7. Warning level logs may be used very judiciously with clear messaging and guidance.

*Error Logs Guideline:

All error logs must follow this guideline:

1. Clear and crisp description of the root-cause oriented towards Pipeline User.

2. Includes relevant user defined information pertaining to the failure. Eg. name of the program, datasets, namespaces etc created by the user.

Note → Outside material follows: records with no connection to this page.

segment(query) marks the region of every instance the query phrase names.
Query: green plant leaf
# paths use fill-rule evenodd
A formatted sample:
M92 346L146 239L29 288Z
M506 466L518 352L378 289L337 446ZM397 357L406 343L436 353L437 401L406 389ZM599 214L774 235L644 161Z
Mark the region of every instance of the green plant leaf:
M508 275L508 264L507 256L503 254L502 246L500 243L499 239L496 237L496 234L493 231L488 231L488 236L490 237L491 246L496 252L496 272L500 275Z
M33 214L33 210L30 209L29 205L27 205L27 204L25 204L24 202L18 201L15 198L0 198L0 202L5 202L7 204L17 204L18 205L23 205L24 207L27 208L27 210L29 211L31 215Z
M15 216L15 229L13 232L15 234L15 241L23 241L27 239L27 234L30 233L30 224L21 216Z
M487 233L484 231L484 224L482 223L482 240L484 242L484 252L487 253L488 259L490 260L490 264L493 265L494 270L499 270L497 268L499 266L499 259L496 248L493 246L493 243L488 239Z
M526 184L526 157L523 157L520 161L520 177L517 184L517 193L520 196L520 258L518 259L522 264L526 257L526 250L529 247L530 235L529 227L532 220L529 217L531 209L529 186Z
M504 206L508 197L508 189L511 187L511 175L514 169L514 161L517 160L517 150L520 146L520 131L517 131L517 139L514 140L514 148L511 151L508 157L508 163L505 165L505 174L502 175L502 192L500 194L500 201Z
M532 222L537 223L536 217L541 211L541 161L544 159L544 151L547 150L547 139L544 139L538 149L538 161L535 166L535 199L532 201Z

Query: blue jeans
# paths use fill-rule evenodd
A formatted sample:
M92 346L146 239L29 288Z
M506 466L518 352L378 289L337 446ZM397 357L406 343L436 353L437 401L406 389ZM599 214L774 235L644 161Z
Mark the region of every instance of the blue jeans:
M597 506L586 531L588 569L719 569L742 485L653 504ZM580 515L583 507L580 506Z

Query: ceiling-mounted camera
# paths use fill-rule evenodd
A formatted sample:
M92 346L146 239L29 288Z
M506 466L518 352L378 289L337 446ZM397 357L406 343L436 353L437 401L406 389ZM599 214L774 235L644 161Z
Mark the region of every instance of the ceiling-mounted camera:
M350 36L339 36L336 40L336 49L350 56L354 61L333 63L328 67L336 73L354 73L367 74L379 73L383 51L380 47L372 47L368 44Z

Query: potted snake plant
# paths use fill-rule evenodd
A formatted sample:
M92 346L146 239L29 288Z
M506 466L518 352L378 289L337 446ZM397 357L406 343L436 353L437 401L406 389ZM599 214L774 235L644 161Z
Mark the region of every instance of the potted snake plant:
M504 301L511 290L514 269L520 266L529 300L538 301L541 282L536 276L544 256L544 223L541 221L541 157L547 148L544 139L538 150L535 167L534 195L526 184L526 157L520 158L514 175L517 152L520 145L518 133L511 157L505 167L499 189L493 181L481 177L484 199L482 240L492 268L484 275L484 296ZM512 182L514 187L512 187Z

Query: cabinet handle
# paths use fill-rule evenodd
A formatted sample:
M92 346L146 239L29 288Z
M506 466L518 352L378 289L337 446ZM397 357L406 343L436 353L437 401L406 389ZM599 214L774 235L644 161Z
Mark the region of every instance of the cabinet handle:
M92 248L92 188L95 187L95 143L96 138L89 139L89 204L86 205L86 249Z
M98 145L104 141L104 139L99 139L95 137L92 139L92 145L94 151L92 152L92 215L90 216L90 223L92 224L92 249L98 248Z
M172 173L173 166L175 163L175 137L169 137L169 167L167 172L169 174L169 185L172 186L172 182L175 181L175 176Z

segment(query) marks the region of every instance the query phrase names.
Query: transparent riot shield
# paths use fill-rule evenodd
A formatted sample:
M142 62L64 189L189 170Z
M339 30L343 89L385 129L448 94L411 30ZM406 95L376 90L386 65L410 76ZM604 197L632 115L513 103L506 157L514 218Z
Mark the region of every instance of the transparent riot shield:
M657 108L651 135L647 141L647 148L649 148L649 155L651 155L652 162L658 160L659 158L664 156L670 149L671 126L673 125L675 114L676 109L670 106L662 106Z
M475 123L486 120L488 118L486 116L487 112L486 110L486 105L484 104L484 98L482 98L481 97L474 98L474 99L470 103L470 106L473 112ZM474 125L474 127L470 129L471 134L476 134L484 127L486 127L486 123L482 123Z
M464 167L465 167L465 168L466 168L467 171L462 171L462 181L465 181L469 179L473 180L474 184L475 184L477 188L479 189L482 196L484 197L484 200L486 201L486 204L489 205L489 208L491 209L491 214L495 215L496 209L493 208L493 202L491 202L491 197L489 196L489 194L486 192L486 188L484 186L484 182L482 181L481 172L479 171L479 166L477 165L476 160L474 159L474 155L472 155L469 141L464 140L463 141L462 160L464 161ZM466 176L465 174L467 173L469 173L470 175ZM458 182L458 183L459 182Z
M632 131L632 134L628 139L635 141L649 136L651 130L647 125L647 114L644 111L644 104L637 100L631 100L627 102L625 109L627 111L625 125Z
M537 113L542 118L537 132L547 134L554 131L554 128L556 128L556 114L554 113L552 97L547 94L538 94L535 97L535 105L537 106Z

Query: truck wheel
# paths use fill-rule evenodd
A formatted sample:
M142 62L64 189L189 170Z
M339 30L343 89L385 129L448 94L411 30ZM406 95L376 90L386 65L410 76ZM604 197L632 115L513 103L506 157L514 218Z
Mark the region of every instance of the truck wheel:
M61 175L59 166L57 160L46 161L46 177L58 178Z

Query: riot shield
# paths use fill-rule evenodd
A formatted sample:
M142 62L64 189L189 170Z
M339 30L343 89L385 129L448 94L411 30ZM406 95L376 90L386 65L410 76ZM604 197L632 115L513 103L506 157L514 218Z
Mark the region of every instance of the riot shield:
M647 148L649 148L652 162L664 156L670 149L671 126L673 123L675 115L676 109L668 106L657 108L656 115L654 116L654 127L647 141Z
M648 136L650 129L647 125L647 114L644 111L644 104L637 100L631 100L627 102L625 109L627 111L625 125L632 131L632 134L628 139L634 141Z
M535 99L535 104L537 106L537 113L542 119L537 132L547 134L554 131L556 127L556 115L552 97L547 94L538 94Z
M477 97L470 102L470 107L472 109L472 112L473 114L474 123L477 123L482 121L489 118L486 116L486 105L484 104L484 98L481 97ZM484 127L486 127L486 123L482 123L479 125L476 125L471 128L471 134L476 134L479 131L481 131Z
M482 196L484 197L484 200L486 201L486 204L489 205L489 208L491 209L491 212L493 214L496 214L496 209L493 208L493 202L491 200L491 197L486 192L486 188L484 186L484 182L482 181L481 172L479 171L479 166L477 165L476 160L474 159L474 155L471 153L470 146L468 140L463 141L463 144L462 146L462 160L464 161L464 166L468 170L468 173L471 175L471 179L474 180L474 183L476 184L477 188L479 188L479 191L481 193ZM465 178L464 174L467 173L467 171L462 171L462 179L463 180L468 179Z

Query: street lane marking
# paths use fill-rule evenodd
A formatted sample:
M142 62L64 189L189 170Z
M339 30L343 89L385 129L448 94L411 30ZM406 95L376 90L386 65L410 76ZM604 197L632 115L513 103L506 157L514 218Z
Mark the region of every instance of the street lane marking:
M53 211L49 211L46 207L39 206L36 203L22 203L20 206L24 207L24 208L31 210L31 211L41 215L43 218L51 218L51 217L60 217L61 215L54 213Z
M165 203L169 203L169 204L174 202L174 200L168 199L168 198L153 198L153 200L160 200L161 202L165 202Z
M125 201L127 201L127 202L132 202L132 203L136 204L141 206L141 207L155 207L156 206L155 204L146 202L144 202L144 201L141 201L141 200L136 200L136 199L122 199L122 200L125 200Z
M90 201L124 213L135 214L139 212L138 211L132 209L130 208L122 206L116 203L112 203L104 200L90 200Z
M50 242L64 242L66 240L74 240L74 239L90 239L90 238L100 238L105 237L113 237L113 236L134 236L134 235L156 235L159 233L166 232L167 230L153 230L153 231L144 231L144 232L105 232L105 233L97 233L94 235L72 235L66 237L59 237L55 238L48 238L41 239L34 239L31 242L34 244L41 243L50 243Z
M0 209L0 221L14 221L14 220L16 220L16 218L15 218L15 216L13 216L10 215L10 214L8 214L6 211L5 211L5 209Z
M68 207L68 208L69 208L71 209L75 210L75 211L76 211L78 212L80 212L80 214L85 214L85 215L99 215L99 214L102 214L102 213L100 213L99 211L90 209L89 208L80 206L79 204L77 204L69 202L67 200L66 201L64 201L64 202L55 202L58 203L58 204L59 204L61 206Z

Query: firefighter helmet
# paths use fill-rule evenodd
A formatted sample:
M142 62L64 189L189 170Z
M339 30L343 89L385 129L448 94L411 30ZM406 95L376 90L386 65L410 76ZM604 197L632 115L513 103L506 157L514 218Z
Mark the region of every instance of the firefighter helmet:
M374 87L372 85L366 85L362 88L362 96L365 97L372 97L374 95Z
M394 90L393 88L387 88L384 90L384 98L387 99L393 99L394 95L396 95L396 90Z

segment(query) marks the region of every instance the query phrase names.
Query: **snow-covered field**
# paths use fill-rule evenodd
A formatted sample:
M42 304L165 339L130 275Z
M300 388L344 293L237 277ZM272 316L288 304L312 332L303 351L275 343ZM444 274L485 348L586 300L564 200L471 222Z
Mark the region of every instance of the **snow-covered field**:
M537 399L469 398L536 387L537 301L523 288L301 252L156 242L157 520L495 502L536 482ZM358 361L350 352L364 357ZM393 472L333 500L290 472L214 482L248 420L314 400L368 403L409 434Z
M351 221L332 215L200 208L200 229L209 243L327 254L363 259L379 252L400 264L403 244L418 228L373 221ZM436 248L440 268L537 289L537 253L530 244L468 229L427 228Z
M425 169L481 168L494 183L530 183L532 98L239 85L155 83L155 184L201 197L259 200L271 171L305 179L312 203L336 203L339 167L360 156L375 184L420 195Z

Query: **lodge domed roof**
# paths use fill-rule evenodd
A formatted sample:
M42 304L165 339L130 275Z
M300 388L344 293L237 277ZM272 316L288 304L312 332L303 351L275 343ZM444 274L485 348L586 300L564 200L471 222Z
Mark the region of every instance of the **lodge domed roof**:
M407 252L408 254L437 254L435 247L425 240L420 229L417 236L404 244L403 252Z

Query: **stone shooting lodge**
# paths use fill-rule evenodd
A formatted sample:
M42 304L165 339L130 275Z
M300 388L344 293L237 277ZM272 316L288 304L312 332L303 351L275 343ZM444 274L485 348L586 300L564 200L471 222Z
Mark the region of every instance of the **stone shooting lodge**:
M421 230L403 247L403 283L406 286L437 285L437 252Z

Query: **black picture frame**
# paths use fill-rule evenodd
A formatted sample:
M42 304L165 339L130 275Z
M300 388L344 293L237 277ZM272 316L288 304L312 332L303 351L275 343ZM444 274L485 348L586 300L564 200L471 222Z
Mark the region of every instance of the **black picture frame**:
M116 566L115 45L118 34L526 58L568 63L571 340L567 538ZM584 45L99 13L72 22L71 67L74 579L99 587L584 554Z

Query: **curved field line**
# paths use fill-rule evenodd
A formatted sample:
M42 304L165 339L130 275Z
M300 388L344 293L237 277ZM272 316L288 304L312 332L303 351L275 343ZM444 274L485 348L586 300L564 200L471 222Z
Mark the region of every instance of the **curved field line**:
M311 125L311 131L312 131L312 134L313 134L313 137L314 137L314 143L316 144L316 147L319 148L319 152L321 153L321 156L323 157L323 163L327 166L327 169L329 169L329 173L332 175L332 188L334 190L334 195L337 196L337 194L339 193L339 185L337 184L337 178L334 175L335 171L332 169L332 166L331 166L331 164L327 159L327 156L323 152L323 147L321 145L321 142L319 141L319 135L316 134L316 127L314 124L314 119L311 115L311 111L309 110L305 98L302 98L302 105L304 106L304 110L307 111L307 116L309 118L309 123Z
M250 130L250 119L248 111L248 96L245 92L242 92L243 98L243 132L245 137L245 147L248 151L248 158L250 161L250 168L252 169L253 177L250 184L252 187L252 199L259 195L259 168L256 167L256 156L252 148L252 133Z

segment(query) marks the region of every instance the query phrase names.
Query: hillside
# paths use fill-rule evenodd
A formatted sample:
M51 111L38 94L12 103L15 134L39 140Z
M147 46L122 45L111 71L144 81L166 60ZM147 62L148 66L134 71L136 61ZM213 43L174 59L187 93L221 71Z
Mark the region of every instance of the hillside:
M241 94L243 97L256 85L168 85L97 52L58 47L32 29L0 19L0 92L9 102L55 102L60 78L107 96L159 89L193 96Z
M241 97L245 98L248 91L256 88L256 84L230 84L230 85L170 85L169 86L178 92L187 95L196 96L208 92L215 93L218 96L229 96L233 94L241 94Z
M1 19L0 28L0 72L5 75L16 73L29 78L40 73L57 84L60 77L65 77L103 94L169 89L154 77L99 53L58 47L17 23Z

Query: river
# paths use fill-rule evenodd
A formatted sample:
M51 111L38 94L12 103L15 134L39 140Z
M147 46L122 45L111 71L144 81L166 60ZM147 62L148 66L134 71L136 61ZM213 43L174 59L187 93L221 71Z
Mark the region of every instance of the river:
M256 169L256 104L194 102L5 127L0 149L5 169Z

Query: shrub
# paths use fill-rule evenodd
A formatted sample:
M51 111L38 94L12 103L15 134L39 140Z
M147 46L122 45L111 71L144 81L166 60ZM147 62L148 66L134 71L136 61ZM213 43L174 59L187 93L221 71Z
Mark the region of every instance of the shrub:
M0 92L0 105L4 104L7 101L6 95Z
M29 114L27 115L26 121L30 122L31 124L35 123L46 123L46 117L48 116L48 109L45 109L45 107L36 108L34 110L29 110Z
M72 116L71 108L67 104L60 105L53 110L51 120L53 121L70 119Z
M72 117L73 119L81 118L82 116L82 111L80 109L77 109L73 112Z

3. Error logs will guide the Pipeline user on steps to fixing the error. Eg. In cases like Invalid argument, Insufficient Resources etc.

Logging Levels

The following section provides a guideline for using log levels for User logs. These are logs that are served to the user from the UI interface. [Pipeline/Application/Program/Plugin]

ERROR

indicates severe issues with the program that would force user (administrator, or direct user) intervention. In absence of a FATAL level, this level is also used for errors that force a shutdown of the service or application because it cannot recover from the error. Eg. failing to start program, dataset missing, invalid user input, missing services, etc.

WARN

should be used to indicate potentially unexpected behavior or potential errors. Its not an error(yet) because the program/application can still proceed with whatever it was doing although with potentially reduced functionality. Eg. a config file isn't where it should be and the program will to have to run with default settings or some “expected" transient environmental conditions such as short loss of network or database connectivity, etc.

INFO

is used for logging generally useful information highlighting overall progress of the program/application. This is interesting information that the user always wants to have available but usually doesn't care about under successful runs. User log level is set to INFO by default and so it must be used conservatively. Eg. service start/stop, configuration assumptions, etc.

DEBUG

level designates informational events of lower importance than INFO. DEBUGs represent diagnostically helpful information for not just developers but also application/program users. Eg. loading user configuration, setting up security tokens etc.

TRACE

Trace is mostly out-of-bounds for user logs and should mostly be used only for development, testing or very targeted debugging. Traces could be used for capturing a certain flow through the application. Eg. important events passing through multiple systems etc.